フト気付くと、いつの間にか則武の姿も裕樹の姿も、人々の間に紛れ見えなくなっていた。

「いささか心配だが……」

琶子をロココ調のアンティークカウチソファーに座らすと、清は「ここで少し待て」と言って、黒山の人だかりに姿を消す。

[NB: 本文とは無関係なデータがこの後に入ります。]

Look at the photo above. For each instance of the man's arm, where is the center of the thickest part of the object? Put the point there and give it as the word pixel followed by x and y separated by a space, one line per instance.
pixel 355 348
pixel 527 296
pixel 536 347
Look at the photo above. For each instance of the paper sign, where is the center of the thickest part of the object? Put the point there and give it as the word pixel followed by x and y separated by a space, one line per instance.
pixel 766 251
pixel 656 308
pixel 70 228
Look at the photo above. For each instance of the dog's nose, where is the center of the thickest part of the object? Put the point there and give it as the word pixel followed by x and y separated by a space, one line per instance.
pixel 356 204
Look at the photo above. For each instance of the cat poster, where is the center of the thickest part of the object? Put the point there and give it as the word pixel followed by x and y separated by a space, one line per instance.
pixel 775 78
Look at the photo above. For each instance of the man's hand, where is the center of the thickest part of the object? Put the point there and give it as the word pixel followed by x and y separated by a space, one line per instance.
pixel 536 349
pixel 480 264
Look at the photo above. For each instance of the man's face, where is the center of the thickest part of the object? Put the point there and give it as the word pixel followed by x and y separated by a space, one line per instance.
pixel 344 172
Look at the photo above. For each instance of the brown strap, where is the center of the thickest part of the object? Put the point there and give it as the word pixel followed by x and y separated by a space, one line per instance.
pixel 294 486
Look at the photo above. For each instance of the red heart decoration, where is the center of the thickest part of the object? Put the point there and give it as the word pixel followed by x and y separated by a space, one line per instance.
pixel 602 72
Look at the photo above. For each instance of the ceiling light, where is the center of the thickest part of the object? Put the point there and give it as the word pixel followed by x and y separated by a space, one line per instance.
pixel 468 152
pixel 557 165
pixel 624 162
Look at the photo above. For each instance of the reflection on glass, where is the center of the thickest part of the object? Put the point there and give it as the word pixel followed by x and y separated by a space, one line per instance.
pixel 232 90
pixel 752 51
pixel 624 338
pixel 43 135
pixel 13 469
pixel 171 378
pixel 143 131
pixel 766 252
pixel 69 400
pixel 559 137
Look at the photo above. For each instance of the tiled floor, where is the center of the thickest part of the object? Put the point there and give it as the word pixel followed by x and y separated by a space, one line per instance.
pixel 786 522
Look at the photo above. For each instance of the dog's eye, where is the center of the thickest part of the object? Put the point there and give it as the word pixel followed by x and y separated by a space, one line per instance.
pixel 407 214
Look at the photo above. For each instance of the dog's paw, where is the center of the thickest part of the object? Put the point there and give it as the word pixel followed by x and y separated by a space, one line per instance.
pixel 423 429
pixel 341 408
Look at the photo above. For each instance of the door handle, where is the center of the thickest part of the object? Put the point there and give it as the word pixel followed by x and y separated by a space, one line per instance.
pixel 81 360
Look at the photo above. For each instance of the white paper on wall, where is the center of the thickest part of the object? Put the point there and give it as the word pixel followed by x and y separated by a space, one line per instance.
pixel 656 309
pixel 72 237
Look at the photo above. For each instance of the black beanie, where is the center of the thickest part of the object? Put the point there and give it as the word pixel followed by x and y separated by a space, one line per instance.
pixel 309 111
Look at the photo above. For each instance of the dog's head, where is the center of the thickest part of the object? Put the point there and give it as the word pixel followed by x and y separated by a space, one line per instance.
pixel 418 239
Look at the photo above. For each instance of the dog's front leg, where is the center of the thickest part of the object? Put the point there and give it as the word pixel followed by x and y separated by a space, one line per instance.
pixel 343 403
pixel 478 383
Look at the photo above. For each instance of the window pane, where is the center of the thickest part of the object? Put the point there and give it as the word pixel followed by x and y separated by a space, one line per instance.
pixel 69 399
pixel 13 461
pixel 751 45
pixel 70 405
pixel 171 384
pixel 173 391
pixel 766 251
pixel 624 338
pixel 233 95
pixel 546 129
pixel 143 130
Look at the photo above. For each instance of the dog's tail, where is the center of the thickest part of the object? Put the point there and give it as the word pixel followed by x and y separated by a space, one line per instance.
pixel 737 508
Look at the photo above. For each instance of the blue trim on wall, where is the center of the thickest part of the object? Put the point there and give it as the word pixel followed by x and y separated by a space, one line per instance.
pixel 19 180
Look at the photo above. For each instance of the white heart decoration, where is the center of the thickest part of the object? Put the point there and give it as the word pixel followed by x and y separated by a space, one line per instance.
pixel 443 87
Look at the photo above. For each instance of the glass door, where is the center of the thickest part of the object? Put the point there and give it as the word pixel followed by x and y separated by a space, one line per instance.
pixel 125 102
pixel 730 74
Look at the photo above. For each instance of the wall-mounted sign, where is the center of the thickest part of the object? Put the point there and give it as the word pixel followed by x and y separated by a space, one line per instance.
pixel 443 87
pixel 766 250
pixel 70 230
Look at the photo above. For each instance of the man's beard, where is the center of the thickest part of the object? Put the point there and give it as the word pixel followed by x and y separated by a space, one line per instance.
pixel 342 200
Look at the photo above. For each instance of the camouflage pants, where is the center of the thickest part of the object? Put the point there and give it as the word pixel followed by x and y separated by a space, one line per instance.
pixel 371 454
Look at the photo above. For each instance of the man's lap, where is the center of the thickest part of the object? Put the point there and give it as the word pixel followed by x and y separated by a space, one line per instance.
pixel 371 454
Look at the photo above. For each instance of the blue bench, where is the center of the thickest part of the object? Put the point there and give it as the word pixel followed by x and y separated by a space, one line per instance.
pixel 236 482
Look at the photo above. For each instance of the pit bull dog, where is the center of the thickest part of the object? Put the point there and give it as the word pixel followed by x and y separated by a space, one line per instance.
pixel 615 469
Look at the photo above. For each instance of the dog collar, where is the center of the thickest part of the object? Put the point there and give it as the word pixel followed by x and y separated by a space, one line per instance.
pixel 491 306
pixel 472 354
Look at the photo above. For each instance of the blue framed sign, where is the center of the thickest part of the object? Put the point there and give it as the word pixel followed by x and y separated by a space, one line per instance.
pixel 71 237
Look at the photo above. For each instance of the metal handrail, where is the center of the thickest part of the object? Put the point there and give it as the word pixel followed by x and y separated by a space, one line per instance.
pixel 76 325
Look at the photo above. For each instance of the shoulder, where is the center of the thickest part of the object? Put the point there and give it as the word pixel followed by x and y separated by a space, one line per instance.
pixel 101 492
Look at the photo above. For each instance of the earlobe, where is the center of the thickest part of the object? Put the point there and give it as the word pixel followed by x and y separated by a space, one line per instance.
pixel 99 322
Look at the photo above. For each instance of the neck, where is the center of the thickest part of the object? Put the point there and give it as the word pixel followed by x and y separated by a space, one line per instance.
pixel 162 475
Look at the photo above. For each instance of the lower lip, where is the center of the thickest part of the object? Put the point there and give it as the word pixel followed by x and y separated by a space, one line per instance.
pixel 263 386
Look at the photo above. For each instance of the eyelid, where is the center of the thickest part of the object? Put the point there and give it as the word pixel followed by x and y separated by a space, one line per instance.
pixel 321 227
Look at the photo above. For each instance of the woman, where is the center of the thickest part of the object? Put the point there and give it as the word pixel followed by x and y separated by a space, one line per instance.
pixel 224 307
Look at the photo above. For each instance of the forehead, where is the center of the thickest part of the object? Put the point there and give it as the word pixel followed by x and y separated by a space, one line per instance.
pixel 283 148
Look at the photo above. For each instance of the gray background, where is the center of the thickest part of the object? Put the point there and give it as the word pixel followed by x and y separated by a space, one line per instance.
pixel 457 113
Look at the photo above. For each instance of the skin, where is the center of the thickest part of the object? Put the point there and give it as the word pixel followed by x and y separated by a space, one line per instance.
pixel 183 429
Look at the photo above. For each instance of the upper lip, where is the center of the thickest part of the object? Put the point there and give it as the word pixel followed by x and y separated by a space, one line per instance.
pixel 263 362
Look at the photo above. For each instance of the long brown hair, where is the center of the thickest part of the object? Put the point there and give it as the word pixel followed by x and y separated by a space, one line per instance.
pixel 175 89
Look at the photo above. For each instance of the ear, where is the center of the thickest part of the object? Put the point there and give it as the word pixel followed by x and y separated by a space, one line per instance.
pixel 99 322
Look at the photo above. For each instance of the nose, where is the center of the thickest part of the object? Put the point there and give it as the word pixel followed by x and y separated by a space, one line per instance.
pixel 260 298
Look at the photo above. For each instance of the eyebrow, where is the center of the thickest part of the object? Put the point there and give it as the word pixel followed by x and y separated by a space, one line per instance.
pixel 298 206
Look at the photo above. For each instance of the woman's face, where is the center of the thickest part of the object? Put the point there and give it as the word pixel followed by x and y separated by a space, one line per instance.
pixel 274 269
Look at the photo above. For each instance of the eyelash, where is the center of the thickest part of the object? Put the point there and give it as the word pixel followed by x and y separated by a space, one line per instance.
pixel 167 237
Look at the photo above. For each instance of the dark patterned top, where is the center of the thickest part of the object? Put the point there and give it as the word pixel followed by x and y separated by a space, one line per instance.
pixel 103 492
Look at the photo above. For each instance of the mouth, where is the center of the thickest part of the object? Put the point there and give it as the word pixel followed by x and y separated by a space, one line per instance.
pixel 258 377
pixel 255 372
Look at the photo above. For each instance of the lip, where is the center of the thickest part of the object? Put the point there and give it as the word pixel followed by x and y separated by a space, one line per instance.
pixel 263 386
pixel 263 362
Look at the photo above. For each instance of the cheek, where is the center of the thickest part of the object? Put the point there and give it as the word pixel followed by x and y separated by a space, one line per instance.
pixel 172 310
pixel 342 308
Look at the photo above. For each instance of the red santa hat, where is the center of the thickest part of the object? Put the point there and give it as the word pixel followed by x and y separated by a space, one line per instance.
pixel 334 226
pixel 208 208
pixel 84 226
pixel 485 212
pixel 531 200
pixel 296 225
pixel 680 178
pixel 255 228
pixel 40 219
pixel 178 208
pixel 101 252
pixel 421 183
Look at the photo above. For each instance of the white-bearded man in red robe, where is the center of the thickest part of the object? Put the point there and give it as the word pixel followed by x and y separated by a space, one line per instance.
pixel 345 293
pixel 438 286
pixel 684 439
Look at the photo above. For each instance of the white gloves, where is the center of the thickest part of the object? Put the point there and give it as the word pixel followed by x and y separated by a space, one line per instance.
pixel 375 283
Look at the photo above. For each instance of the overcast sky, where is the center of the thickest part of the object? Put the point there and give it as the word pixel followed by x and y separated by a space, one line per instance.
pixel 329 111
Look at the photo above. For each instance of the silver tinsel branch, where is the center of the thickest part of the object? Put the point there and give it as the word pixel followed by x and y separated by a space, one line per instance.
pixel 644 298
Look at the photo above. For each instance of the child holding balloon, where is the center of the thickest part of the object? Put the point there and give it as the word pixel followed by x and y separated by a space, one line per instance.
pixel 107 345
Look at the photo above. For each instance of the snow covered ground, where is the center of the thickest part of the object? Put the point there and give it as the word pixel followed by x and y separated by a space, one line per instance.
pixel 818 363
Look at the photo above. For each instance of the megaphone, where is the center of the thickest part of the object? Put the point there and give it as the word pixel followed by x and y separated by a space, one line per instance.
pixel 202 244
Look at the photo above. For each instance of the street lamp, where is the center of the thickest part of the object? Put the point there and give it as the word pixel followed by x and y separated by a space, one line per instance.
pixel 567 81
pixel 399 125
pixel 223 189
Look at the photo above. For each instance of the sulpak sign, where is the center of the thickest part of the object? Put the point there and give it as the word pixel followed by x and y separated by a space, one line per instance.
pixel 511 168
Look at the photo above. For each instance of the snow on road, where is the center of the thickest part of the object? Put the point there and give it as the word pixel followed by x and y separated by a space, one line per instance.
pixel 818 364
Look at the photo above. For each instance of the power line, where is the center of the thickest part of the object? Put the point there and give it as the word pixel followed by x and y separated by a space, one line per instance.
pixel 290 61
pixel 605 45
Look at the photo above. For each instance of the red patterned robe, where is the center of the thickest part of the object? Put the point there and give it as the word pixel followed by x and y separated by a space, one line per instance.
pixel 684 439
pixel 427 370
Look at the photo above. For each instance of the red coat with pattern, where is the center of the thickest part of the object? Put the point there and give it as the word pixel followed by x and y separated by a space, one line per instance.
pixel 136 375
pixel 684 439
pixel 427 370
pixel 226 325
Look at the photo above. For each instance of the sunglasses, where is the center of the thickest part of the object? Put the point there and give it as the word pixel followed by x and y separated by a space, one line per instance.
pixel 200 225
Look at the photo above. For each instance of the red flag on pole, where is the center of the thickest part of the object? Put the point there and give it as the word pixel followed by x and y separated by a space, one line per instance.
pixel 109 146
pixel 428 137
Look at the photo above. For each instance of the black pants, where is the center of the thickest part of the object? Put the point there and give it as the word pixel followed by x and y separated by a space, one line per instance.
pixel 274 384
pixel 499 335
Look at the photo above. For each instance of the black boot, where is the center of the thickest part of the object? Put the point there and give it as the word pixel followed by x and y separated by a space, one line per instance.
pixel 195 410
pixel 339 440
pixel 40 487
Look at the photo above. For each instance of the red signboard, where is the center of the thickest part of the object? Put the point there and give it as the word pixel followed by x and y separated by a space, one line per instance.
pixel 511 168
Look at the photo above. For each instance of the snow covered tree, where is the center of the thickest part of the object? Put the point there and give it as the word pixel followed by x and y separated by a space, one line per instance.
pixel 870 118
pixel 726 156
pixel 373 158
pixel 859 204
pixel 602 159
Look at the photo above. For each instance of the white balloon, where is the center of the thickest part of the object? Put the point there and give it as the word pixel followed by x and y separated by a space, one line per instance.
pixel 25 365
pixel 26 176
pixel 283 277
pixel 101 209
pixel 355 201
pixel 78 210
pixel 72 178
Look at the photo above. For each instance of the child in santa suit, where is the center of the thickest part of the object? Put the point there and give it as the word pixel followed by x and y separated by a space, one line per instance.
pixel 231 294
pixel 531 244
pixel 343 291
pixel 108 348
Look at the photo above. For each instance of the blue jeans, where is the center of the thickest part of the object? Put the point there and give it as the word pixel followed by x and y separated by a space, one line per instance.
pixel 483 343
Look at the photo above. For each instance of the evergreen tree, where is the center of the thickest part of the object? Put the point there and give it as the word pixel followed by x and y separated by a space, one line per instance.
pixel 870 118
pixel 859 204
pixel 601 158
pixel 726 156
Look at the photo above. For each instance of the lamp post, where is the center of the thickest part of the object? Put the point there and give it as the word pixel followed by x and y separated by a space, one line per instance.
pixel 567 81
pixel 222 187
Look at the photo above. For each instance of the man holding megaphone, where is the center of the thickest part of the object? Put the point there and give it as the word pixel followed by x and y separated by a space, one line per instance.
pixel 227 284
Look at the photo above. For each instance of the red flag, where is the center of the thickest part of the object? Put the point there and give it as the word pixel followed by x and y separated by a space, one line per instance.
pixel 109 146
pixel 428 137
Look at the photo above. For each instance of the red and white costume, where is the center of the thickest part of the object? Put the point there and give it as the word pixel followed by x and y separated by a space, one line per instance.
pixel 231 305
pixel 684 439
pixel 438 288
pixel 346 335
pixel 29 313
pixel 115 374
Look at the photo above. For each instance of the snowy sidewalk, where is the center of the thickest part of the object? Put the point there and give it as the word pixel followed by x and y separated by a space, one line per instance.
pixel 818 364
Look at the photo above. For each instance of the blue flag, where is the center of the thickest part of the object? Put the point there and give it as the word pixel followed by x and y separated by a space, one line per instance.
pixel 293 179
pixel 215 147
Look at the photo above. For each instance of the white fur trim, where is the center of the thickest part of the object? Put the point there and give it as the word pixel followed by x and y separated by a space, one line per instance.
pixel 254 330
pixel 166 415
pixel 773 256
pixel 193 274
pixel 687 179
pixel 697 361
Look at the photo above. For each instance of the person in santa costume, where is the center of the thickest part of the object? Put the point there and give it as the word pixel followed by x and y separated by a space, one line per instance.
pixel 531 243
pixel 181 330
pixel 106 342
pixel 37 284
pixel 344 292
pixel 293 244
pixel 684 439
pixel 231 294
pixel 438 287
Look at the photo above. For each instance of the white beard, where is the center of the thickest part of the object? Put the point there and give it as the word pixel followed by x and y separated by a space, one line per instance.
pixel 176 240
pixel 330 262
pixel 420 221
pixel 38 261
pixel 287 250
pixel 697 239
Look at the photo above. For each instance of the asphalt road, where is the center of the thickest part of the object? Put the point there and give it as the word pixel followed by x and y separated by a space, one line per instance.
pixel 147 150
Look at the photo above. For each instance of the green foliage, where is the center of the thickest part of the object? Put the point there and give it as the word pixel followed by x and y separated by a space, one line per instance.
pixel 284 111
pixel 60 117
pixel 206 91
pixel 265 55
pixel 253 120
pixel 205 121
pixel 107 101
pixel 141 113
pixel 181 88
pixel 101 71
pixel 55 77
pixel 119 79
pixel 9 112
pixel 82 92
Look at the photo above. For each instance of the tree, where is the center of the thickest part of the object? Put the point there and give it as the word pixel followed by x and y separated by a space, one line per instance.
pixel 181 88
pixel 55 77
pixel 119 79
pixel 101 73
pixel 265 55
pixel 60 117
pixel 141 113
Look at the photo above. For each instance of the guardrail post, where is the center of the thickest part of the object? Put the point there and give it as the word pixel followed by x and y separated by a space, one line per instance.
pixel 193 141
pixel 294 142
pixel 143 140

その人だかりの中央に、恰幅の良い見たことのある姿が見えた。
市之助氏? 彼は誰に扮しているか分からないが、司祭の姿で絶大なオーラを放っていた。

「美しきマリー・アントワネット!」

突然、頭上から声がし、ん? と琶子は声の方を見る。
怪傑ゾロ? 裕樹が言っていたレン……という人だ、と琶子は思い出す。

「横、いいですか?」

ゾロは琶子の返事も聞かず腰を下ろす。

「君、こういうパーティー初めて?」

図々しく話し掛けるゾロに、はい、と小さく答える琶子。
掴みOKとばかりに、怪傑ゾロは不躾にも、いろいろ質問をし出す。

「榊原清と一緒だったろ? 彼とはどういう関係?」

琶子が困り顔で下を向いていると、ゾロは調子に乗って更に突っ込む。

「恋人? 付き合っているの? もしそうなら止めた方がいいよ。市之助氏に潰されるよ。あっ、代わりに僕と付き合わない? 僕、これでも売れっ子有名人だよ」

ゾロがマスクを少しずらし素顔を見せる。
どこかで見たことある顔だ、と琶子は少し考える。

レン……ああ、と思い出す。大友蓮だ。ミルキーアイスの箱。そこにプリントされている顔だ。

あのアイスはちょっと甘くどかったなっ、と顔をしかめる。